In this single-center, prospective study, we found that lower coronary sinus and peripheral blood fetuin-A levels and lower peripheral venous blood sodium concentrations were associated with an increased risk of death in patients with end-stage HF who were accepted for HT. Coronary sinus fetuin-A level has excellent prognostic power and high sensitivity and specificity, allowing for a successful identification of survival versus nonsurvival outcomes in patients on an HT waiting list; the prognostic power of sodium concentration was acceptable for assessing prognosis in the study group. Moreover, the prognostic utility of coronary sinus fetuin-A levels is superior to that of peripheral venous fetuin levels, while coronary sinus NT-proBNP concentration is comparable to peripheral venous NT-proBNP concentration in this respect.
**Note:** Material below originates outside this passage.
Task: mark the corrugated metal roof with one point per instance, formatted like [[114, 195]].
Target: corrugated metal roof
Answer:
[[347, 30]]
Furthermore, peripheral blood fetuin-A levels—with their good prognostic power, sensitivity, and specificity—may have adequate clinical utility in outpatients with HF. However, it should be emphasized that during protocol-consistent right heart catheterization in HT candidates, the collection of blood from the coronary sinus is relatively simple and safe and may provide more reliable data for assessing the prognosis in patients with advanced HF awaiting HT.